Ever wonder what’s really behind the trendy ingredients in your beauty products? That’s exactly how we feel about hyaluronic acid, which has become a huge buzz word in the skin-care world these last few years. You’ve likely seen the ingredient listed on many bottles in your medicine cabinet and across face creams, serums, and cleansers in the aisles of your local drugstore and department stores. But what does hyaluronic acid do for your skin, and does it live up to the hype?

The molecule is a popular skin-care ingredient that can hold 1,000 times its weight in water, making it a great vehicle to hydrate the skin. Still, since it’s recently had a resurgence, we reached out to dermatologist Deborah Jaliman, MD, and cosmetic chemist Stephen Alain Ko to find out just what hyaluronic acid does and how it can improve your skin.

What is Hyaluronic Acid, Exactly?

Dr. Jaliman described the ingredient as a clear, gooey substance that occurs naturally in our bodies, especially in our joints. “Hyaluronic acid plays an important part in the health of our connective tissue, skin’s elasticity, and wound healing,” she said. “It’s present in all tissues and fluids.” However, 50 percent of the hyaluronic acid in our bodies is found in our skin.

Applied topically, the polymer also has the ability to hydrate and plump your skin. “It’s a humectant,” Dr. Jaliman said, which means it draws water in from its surroundings. “It acts as a sponge and can hold a large amount of water in the skin.”

What Does Hyaluronic Acid Do For the Skin?

You might have noticed that the ingredient is advertised on the bottles of some of your favorite moisturizers. That’s for one simple reason: “It’s superhydrating and has antiaging properties,” Dr. Jaliman said. “It helps to seal in moisture and creates fullness and plumpness to the skin.”

The Dermato-Endocrinology Journal reported that younger skin is naturally pliable and bouncy because of its high water content. As we age, however, our skin produces less hyaluronic acid. “[This ingredient] can help slow down the loss of water from the skin — increasing skin hydration and its appearance,” said Ko.

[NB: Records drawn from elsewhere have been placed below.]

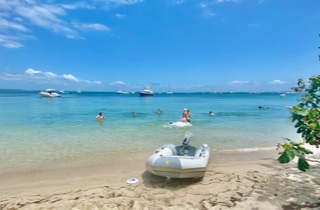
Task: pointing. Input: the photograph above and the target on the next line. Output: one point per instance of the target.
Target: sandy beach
(246, 180)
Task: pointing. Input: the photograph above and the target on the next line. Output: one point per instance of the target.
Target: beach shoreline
(237, 180)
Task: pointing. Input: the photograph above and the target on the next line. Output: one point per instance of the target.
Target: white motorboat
(290, 109)
(183, 161)
(146, 92)
(49, 93)
(122, 92)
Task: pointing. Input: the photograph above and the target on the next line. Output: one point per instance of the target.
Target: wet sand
(242, 180)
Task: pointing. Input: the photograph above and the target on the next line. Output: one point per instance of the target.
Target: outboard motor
(186, 138)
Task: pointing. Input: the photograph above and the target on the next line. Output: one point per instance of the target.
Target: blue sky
(181, 45)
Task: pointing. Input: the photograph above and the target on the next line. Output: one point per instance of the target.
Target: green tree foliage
(306, 116)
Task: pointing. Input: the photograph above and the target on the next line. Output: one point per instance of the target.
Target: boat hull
(146, 94)
(168, 161)
(49, 94)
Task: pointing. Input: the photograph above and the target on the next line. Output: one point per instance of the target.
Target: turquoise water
(43, 131)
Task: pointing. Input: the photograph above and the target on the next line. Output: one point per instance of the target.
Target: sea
(36, 131)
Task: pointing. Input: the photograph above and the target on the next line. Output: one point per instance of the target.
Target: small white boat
(290, 109)
(146, 92)
(49, 93)
(122, 92)
(183, 161)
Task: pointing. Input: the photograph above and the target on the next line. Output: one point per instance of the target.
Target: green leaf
(306, 151)
(286, 156)
(287, 147)
(303, 165)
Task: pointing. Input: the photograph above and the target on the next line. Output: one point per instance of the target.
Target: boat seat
(186, 150)
(198, 153)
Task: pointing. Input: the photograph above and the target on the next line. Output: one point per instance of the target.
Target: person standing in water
(100, 116)
(186, 115)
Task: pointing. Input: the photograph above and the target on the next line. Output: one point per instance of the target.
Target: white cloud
(19, 17)
(120, 16)
(253, 25)
(70, 77)
(117, 83)
(223, 1)
(36, 76)
(238, 82)
(278, 82)
(91, 27)
(31, 71)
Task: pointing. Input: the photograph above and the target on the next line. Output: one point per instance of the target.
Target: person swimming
(100, 116)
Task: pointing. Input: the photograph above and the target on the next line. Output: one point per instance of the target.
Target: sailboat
(169, 92)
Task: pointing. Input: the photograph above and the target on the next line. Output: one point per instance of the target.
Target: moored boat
(122, 92)
(183, 161)
(49, 93)
(146, 92)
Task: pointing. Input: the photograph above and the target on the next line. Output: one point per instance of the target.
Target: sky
(167, 45)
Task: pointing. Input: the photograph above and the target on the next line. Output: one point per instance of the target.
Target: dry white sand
(247, 180)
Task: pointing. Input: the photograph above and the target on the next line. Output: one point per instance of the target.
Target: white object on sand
(132, 180)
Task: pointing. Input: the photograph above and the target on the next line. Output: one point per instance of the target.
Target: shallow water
(41, 131)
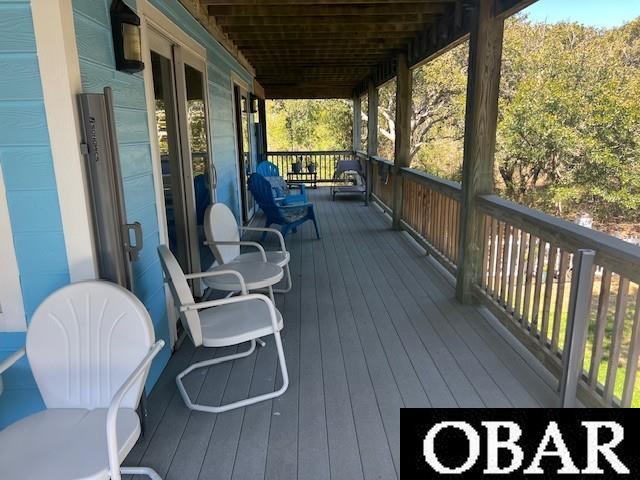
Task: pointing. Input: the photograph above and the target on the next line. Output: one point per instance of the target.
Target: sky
(596, 13)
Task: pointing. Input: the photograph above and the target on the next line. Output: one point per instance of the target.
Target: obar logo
(486, 443)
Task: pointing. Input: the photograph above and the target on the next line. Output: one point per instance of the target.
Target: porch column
(357, 123)
(403, 134)
(262, 118)
(485, 57)
(372, 134)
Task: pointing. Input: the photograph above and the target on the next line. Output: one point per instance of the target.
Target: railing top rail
(381, 160)
(611, 252)
(447, 187)
(311, 152)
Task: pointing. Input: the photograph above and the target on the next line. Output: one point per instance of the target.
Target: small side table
(303, 177)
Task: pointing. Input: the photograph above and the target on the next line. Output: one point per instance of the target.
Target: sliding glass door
(245, 161)
(182, 135)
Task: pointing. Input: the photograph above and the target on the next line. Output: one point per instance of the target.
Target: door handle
(133, 250)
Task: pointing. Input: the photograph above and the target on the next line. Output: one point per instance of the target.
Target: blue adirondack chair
(289, 217)
(281, 188)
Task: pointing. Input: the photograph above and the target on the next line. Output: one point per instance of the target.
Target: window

According to the International Journal of Biological Macromolecules, hyaluronic acid “exhibits remarkable skin regenerating and collagen stimulating” effects, both when used topically and when injected into the skin (more on that later). The article also noted that the ingredient “showed promising efficacy in skin tightness and elasticity, face rejuvenation, improving aesthetic scores, reducing the wrinkle scars, longevity, and tear trough rejuvenation.”